> "It remains virtually impossible to create a Ruby or Python web server virtual machine image that DOESN’T include build tools (gcc), ssh, and multiple latent shell executables."
At work, our tech team has found an interesting way around this for our Python app. We build out the virtualenv in the docker container, and then run our ansible-based deployments inside the same container. With that, our virtual environments are rsync'd to the app servers so we can avoid installing developer tools.
I'm ditching virtualenvs and going with old good Debian packaging and private APT repository.
For VMs/containers that already run a single application, except for some weird edge cases, there's really no point in having a virtual environment in a virtual environment.
I have initial success with a few simpler projects, now looking into transitioning more complex ones. Not sure whenever it'll go without any hassle, but seems worth trying. At worst, I'd just waste my time and return to virtualenvs.
One reason to keep virtualenvs is that the system Python (VM or container) includes extra Python packages that your app may or may not need. If you use a virtualenv, you exclude these system-installed packages and guarantee a clean starting point.

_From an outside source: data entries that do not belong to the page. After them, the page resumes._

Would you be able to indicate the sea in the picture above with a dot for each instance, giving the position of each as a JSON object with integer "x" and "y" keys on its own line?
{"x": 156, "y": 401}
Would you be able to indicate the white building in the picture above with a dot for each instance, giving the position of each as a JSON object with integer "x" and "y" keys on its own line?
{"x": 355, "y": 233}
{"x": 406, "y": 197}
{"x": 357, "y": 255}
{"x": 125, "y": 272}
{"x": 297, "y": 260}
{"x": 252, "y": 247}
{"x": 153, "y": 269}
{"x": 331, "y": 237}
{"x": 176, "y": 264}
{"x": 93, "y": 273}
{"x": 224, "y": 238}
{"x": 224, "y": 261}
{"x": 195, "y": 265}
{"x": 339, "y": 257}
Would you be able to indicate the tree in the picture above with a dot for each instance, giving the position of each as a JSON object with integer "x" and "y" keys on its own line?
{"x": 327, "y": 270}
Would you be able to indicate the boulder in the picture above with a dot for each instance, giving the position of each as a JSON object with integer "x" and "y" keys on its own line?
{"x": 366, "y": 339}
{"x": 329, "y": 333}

I find the problem with this approach comes when you want to ship a package (ie: requests) that is newer than whatever is packaged for your OS. Then you either have to repackage OS packages, taking on the corresponding duty to keep them patched. I am using wheel files in production for this very reason
Same here. As a bonus, it makes it easy to create a bare-metal OS installation image that includes your app.
I'm running a script right now that generates an ISO that turns a brand new machine into a server running our app with a template DB in completely unattended fashion.

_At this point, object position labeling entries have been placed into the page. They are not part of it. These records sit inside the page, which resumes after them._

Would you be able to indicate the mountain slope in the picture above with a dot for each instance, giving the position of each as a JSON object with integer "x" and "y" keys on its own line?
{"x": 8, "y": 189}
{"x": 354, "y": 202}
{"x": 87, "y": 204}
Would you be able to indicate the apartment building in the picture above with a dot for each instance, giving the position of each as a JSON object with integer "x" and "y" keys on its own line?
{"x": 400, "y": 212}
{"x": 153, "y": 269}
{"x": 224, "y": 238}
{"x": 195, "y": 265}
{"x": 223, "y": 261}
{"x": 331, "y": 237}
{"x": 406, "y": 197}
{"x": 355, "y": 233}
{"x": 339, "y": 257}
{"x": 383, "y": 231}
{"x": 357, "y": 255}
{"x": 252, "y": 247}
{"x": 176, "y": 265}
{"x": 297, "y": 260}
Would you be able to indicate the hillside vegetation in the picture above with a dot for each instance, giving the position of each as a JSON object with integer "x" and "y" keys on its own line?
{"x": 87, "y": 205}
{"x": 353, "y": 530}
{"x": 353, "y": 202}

I don't know what you consider an unwieldy chain of build steps, but for Ruby it's simply a matter of building the container, and run it with your app directory (or a suitable build location) mounted as a volume, install dev-dependencies then executing "bundler install --standalone --path vendor", and subsequently using that as the basis for building the final container image.
You can make that cleaner by making the build steps into one Docker image, the final app into a second, and have them share a base image that contains all the basic dependencies.
For Ruby at least the intermediate build step would typically only need to be re-run whenever your Gemfile/Gemfile.lock changes.
Yes, so the attack vector is still higher than other solutions outlined in the article, but we've managed to avoid installing stuff like gcc. It's also significantly cut down our deployment time, especially when updating libraries/requirements.
At work, our tech team has found an interesting way around this for our Python app. We build out the virtualenv in the docker container, and then run our ansible-based deployments inside the same container. With that, our virtual environments are rsync'd to the app servers so we can avoid installing developer tools.